それを考えたミルフィーユは、なんだか胸が痛む感覚を覚えた。
「結局今ここで語ったことは全て推測でしかねぇが……だが、人の欲望ってもんはキリがねぇ。だから、自分たちが望むもんの為に、ここにいた奴らはそういうことを平気でやってたんじゃねぇかってオレは考えるぜ」
――"人の欲望にはキリが無い"
「……」
アツシの静かな呟きを聞き、ミルフィーユはハッと顔を上げた。
「人間ってのは自分が本当に信じるものや、自分の目的の為ならどこまでも非情で残酷になれる生き物だからな。それこそ魔族の非情さなんて可愛いもんだと感じるほどに」
そうだ、人間は本当は何よりも残酷な生き物なのだ。
自分たちが信じて望むもののためならば、人間はいかなる犠牲をも良しとする。そして自分たちを正当化してしまう。

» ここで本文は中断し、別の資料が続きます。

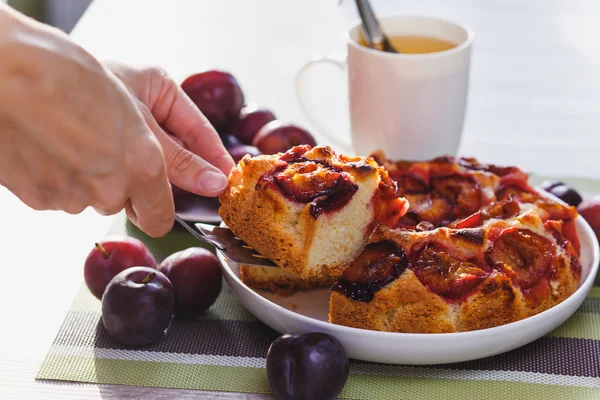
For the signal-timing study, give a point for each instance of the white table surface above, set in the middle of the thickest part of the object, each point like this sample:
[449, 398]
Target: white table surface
[534, 101]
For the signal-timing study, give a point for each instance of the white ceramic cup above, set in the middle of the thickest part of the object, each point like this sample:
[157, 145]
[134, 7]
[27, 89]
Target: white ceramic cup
[412, 106]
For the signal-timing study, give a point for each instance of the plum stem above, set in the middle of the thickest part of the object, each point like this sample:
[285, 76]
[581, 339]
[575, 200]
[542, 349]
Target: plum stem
[149, 277]
[102, 250]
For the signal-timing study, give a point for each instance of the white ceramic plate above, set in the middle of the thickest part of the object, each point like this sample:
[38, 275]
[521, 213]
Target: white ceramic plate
[307, 312]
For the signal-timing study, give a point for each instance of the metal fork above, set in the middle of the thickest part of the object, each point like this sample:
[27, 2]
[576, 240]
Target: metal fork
[230, 246]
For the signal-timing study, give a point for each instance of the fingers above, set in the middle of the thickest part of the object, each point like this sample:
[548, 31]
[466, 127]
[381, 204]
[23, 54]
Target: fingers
[171, 107]
[151, 201]
[185, 169]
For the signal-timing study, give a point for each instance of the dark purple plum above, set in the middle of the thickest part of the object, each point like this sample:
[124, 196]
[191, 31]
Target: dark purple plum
[279, 137]
[138, 306]
[229, 140]
[196, 277]
[238, 152]
[111, 256]
[311, 366]
[251, 120]
[562, 191]
[217, 94]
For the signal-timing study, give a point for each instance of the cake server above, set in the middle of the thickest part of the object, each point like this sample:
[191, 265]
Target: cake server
[233, 248]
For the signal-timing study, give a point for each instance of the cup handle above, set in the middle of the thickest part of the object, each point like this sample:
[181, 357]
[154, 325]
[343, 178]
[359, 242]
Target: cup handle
[307, 106]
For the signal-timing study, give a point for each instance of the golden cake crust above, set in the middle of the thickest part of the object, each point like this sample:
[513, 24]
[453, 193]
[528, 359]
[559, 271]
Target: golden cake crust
[277, 279]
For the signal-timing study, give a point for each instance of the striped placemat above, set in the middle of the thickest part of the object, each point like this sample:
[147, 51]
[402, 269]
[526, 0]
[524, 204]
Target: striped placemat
[225, 349]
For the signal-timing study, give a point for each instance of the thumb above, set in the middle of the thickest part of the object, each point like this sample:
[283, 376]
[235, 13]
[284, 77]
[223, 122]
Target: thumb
[184, 168]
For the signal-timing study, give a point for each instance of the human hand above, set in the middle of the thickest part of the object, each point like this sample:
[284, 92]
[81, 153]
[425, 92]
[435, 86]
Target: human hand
[71, 135]
[196, 159]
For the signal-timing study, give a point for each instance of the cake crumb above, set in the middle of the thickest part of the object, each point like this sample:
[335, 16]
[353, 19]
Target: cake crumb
[284, 292]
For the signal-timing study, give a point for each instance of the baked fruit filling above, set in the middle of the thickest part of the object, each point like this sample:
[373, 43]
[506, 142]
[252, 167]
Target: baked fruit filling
[446, 275]
[328, 186]
[525, 242]
[379, 264]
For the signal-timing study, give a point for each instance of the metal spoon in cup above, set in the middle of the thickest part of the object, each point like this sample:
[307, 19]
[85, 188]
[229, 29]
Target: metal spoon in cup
[372, 32]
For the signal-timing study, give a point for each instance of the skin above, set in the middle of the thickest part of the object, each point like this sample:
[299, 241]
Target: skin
[76, 133]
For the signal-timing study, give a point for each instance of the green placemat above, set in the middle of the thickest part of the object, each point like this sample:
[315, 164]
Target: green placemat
[225, 350]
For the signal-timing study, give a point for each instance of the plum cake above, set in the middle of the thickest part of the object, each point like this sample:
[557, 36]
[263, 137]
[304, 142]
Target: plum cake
[310, 210]
[477, 248]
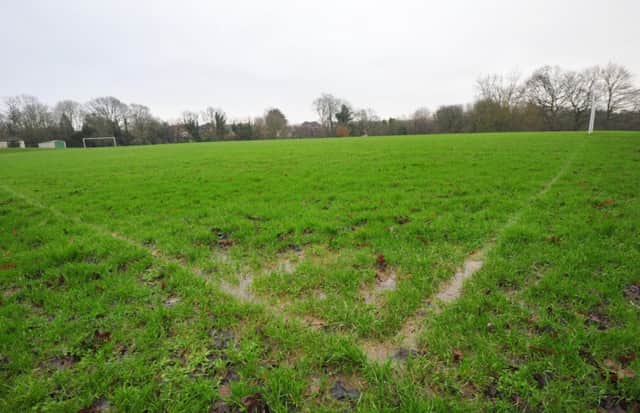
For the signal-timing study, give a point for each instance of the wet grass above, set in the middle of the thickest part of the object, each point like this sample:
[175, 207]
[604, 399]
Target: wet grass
[113, 264]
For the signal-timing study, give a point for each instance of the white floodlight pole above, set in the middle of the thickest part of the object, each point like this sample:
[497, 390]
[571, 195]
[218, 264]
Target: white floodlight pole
[592, 119]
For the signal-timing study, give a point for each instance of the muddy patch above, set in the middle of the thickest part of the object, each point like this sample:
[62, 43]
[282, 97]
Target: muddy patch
[62, 362]
[99, 406]
[171, 301]
[315, 323]
[386, 280]
[632, 293]
[453, 288]
[10, 292]
[288, 261]
[242, 290]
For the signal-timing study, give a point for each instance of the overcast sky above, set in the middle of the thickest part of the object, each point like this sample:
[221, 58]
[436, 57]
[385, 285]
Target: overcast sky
[245, 56]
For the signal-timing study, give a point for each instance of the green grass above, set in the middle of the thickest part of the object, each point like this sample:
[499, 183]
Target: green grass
[113, 264]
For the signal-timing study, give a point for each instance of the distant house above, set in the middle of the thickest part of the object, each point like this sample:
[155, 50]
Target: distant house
[56, 144]
[12, 143]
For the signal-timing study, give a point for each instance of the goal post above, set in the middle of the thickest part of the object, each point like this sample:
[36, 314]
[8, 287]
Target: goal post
[100, 141]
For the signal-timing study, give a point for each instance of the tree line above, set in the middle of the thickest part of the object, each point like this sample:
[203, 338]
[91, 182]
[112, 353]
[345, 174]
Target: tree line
[550, 98]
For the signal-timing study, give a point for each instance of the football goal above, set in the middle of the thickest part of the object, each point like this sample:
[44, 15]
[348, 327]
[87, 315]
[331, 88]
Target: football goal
[99, 142]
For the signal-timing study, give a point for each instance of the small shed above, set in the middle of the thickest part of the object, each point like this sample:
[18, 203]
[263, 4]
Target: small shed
[56, 144]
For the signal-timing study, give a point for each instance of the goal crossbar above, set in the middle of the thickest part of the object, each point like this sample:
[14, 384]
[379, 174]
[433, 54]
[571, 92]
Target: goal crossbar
[104, 138]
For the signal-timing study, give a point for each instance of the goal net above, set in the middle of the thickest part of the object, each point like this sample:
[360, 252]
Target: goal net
[99, 142]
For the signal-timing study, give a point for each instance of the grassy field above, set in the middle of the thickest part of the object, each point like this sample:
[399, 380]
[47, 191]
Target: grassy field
[315, 275]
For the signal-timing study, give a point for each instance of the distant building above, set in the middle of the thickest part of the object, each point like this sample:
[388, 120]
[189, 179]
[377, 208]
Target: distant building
[12, 143]
[55, 144]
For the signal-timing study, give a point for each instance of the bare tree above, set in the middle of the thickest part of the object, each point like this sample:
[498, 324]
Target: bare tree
[579, 89]
[545, 89]
[72, 110]
[275, 122]
[190, 124]
[618, 89]
[140, 123]
[421, 120]
[326, 106]
[506, 91]
[109, 114]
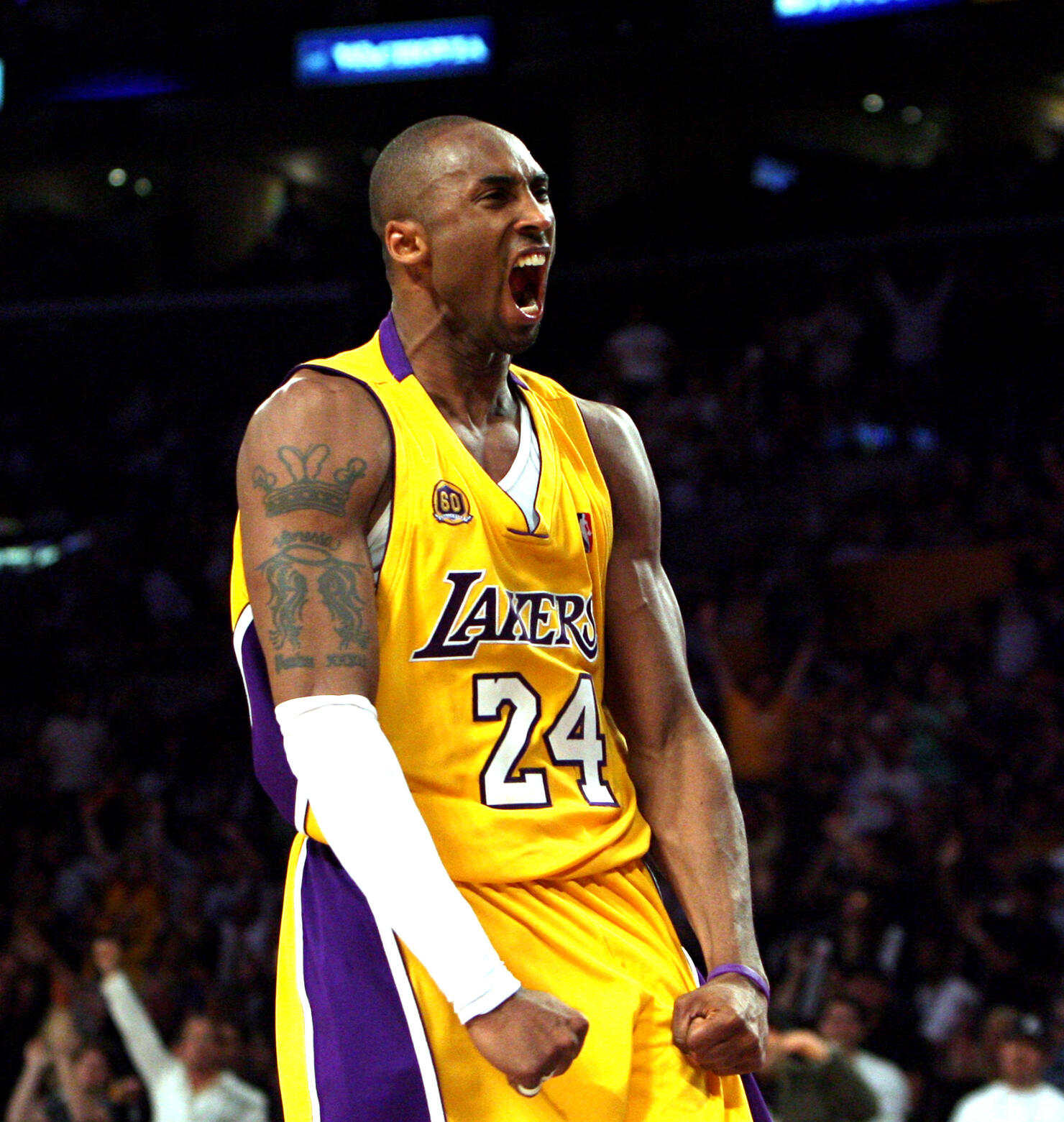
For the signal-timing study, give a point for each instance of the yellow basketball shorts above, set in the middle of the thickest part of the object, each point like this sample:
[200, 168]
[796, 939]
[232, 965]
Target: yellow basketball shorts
[365, 1036]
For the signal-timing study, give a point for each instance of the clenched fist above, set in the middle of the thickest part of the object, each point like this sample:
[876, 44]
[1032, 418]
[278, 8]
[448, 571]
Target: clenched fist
[722, 1026]
[530, 1038]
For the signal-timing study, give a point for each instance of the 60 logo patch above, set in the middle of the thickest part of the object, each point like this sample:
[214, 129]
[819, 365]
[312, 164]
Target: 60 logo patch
[449, 504]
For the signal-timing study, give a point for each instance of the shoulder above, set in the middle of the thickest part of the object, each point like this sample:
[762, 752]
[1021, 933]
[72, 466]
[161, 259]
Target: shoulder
[630, 479]
[616, 441]
[310, 394]
[313, 408]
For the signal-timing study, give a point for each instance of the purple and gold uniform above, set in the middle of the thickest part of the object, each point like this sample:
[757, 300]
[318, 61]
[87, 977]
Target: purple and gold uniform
[492, 681]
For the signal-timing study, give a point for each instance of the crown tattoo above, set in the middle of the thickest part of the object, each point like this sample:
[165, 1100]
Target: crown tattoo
[308, 492]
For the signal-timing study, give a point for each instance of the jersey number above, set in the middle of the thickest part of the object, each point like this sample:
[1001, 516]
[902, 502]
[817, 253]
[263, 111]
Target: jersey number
[574, 740]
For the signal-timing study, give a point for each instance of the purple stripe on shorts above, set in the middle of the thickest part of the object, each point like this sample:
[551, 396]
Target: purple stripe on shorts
[365, 1065]
[759, 1110]
[267, 745]
[754, 1100]
[392, 349]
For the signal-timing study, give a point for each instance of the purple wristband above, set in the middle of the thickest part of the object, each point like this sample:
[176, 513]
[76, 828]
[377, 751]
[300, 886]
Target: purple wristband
[746, 973]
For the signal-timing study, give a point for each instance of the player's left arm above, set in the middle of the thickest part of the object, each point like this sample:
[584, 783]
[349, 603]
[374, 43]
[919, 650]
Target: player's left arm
[677, 762]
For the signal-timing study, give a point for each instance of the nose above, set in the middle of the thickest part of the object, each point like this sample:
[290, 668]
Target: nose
[537, 218]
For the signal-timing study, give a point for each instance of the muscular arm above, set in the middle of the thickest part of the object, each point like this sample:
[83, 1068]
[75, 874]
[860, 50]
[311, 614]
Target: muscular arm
[311, 476]
[678, 765]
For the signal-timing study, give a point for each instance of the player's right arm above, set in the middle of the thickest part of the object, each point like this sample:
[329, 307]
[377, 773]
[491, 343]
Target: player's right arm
[312, 476]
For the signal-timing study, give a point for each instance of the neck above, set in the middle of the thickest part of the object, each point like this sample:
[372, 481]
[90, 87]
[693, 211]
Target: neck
[465, 378]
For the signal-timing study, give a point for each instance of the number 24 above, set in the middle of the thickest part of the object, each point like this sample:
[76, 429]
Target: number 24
[574, 740]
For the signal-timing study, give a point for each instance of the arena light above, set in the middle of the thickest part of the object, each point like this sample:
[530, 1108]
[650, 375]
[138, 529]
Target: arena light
[812, 12]
[393, 52]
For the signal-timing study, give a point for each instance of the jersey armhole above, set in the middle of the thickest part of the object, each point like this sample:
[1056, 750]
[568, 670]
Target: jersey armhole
[388, 508]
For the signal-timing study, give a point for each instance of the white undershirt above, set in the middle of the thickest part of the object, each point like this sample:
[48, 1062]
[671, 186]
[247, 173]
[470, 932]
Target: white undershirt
[521, 483]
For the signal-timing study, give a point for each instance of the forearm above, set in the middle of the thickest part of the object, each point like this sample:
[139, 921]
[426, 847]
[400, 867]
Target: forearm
[25, 1094]
[685, 792]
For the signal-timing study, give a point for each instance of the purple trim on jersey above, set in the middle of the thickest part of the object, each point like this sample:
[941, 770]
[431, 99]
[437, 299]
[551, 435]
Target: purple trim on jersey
[365, 1065]
[267, 745]
[392, 349]
[395, 358]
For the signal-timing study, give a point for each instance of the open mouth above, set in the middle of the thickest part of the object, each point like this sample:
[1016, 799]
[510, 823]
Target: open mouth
[526, 283]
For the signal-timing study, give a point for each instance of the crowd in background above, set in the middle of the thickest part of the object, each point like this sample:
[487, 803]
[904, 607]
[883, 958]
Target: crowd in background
[902, 772]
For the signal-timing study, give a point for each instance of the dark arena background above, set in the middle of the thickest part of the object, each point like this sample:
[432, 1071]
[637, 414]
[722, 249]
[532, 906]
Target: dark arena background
[816, 252]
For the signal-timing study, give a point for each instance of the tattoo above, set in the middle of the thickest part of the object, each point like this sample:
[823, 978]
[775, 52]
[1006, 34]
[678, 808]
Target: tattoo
[336, 585]
[288, 598]
[345, 605]
[306, 490]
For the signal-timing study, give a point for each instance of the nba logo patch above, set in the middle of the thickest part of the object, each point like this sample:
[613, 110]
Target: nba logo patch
[449, 504]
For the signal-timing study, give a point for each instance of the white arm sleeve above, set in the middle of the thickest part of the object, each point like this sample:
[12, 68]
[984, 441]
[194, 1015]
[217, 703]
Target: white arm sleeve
[139, 1035]
[358, 792]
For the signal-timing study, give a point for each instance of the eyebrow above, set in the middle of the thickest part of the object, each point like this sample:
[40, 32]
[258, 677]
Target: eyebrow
[538, 181]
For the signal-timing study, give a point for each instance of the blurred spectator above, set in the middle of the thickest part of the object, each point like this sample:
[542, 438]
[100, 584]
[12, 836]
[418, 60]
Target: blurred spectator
[843, 1024]
[812, 1081]
[190, 1083]
[636, 357]
[758, 719]
[73, 742]
[1018, 1094]
[82, 1076]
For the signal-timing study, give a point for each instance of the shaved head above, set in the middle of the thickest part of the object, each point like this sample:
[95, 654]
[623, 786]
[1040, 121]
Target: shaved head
[466, 227]
[404, 168]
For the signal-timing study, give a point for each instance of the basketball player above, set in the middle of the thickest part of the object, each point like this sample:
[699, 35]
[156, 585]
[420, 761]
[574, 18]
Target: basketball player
[468, 694]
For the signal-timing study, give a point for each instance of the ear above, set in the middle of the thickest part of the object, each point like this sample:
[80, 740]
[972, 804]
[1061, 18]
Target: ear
[405, 242]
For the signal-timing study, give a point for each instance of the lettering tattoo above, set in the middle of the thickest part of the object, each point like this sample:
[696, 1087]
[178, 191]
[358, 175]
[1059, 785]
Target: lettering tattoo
[308, 490]
[306, 556]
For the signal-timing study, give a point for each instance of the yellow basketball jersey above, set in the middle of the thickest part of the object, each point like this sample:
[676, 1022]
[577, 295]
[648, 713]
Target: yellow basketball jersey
[492, 642]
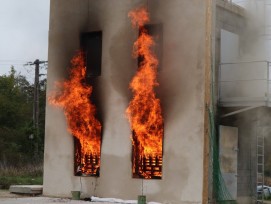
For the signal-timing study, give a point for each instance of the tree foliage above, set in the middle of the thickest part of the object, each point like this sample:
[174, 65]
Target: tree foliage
[16, 120]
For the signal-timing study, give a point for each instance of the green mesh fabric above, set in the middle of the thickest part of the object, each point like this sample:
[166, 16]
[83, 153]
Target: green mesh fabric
[219, 191]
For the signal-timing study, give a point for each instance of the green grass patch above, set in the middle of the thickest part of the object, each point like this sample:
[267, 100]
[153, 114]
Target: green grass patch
[6, 181]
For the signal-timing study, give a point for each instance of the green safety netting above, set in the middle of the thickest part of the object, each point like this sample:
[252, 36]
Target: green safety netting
[220, 192]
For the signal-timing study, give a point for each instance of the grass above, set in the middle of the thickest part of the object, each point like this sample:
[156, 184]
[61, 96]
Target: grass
[26, 175]
[6, 181]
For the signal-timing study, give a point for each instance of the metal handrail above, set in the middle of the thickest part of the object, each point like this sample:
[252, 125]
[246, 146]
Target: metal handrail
[267, 79]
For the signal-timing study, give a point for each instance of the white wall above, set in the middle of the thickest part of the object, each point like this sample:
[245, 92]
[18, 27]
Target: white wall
[181, 91]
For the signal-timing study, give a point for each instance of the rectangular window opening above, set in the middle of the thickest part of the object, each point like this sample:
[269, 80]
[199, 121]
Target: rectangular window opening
[156, 31]
[91, 44]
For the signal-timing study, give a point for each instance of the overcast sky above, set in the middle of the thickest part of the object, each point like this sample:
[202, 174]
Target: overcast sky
[24, 26]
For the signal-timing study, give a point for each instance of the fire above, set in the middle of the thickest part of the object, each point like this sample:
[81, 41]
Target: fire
[144, 111]
[80, 114]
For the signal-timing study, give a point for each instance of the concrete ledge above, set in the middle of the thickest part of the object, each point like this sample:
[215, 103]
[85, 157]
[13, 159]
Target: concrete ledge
[26, 189]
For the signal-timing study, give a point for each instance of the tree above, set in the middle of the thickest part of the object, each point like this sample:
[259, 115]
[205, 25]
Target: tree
[16, 119]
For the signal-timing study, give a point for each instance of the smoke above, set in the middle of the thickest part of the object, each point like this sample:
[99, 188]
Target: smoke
[253, 43]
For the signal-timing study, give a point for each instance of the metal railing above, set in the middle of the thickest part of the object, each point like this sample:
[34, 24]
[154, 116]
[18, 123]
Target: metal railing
[244, 83]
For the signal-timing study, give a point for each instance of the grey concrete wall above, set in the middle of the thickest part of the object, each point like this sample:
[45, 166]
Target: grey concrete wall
[249, 123]
[181, 91]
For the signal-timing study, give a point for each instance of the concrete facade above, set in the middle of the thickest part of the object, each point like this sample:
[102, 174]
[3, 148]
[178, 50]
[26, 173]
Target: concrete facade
[181, 90]
[250, 124]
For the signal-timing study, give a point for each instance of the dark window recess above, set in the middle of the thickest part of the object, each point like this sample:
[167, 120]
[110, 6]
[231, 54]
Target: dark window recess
[156, 31]
[85, 164]
[91, 44]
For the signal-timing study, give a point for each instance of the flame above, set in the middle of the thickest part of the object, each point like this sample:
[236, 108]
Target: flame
[144, 110]
[79, 111]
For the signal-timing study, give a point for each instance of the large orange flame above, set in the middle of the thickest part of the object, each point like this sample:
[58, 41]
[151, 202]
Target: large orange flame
[144, 111]
[74, 98]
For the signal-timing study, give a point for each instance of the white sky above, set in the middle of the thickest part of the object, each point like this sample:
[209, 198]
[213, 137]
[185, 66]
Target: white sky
[24, 26]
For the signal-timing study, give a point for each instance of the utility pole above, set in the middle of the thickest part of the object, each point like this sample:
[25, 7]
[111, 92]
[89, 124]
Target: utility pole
[36, 103]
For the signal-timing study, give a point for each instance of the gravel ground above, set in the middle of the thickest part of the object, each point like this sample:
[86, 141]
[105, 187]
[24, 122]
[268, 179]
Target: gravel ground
[10, 198]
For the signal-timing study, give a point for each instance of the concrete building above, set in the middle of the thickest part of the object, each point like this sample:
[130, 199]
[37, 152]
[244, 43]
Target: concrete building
[197, 35]
[183, 90]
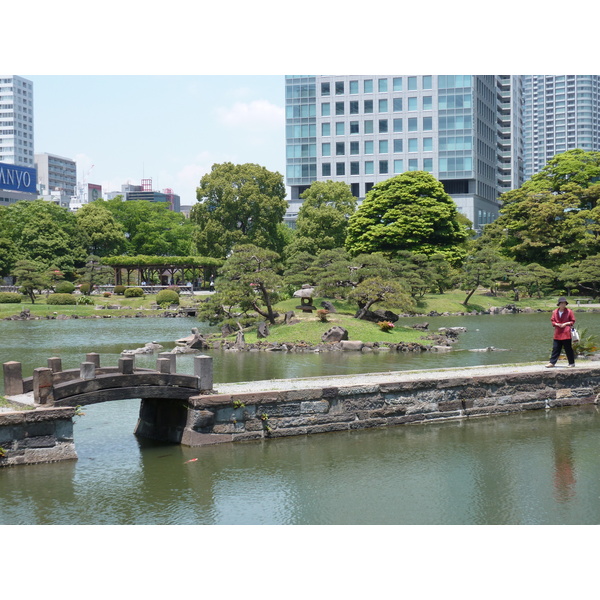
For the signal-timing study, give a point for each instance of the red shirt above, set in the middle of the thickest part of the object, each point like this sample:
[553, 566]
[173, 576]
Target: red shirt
[562, 333]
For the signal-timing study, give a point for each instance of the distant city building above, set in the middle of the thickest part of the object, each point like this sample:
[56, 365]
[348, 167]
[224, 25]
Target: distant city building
[561, 112]
[56, 173]
[16, 121]
[17, 183]
[363, 129]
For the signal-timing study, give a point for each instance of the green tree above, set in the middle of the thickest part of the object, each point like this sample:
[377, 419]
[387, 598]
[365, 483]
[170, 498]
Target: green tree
[323, 217]
[238, 204]
[151, 228]
[249, 281]
[32, 276]
[101, 234]
[411, 212]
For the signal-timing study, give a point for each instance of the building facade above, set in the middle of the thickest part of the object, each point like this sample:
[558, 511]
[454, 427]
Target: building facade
[56, 173]
[365, 129]
[560, 114]
[16, 121]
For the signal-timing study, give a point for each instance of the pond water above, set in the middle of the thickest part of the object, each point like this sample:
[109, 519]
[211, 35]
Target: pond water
[535, 468]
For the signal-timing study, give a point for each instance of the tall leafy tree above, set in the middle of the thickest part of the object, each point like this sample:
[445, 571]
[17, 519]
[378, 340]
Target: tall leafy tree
[238, 204]
[411, 212]
[323, 217]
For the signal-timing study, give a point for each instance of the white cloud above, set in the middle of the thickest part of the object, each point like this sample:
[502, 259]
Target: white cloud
[256, 115]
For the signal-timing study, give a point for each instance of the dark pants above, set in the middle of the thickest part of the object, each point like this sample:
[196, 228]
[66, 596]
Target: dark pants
[557, 346]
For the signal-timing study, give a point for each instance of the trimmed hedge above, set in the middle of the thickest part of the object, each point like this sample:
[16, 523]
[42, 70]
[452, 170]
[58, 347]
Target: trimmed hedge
[167, 297]
[61, 299]
[134, 293]
[10, 298]
[64, 287]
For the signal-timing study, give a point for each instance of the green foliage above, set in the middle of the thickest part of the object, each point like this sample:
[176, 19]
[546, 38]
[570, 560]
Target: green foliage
[10, 298]
[237, 205]
[411, 212]
[134, 292]
[61, 299]
[64, 287]
[167, 297]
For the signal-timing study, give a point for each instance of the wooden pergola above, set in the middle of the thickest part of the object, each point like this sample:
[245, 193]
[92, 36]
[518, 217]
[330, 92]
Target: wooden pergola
[166, 270]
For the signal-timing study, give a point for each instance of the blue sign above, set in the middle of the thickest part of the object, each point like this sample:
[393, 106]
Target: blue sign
[18, 179]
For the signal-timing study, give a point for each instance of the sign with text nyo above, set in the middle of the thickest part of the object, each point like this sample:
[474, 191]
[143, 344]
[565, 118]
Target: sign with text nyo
[17, 178]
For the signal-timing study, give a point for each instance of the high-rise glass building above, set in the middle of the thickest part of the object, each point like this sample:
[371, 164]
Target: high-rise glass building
[16, 121]
[560, 113]
[363, 129]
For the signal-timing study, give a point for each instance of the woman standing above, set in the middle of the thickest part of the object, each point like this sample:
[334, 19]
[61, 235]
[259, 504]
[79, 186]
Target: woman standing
[562, 320]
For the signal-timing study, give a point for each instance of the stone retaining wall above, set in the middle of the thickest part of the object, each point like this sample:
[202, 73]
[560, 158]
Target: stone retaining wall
[217, 418]
[37, 436]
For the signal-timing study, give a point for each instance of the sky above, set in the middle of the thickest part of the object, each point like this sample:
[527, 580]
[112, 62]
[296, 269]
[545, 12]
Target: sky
[171, 129]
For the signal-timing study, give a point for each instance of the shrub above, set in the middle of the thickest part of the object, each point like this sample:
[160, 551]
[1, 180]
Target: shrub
[134, 293]
[167, 297]
[61, 299]
[10, 298]
[64, 287]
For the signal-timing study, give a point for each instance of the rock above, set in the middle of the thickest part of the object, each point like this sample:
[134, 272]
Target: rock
[328, 306]
[335, 334]
[262, 330]
[351, 345]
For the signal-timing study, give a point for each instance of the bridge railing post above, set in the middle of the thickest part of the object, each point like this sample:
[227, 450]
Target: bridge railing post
[87, 370]
[13, 378]
[42, 385]
[55, 363]
[203, 369]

だから人は、自分たちの望む楽園を創造するために、大きな過ちを犯してしまった。
そして、その結果が……
「……?」
不意に自分の頭の中に浮かんだ思考に、ミルフィーユは僅かに眉をひそめる。
なんだろう、今の考えは。
俺は何も知らないはずなのに、でも大きな何かを知っている気がする。
それは多分、人間が犯してしまった大罪について。
でも、わかっているけどわからない。
「……」
「……ま、いいや。結局お宝は手に入んなかったけど、ここにゃ縁が無かったってことだな。冒険にゃよくあることだ」
アツシはぼんやりと何かを考え込むミルフィーユに近付き、彼の肩を勢いよく叩いた。
「痛っ! なんですか、アツシさん!」
「こんなとこにずっといてもしゃーねぇ。一旦街に戻ろうぜ」
不機嫌そうな表情を向けるミルフィーユに、アツシはにっこりと笑顔を返す。
「……はい」
「よーし、じゃあリオちゃんたちもついでに戻ろうぜ」
「あ、はい! ……ソフィーもいいよね?」
「あぁ」
「オケオケ、じゃあ行くか」
言いながら街へと戻る道に向かって歩きだすアツシ。それに続き、リオとソフィルアもゆっくりと歩きだす。
「……リコリスも行こう」
「……」
ミルフィーユは一人だけ距離を置いたところにずっと立っていたリコリスへ視線を向けて、彼女へ一緒に行こうと声をかけた。
リコリスは暗い瞳でミルフィーユを見つめ、やがてコクリと頷く。
そして二人もまた、アツシたちに続いて共に一歩を踏み出した。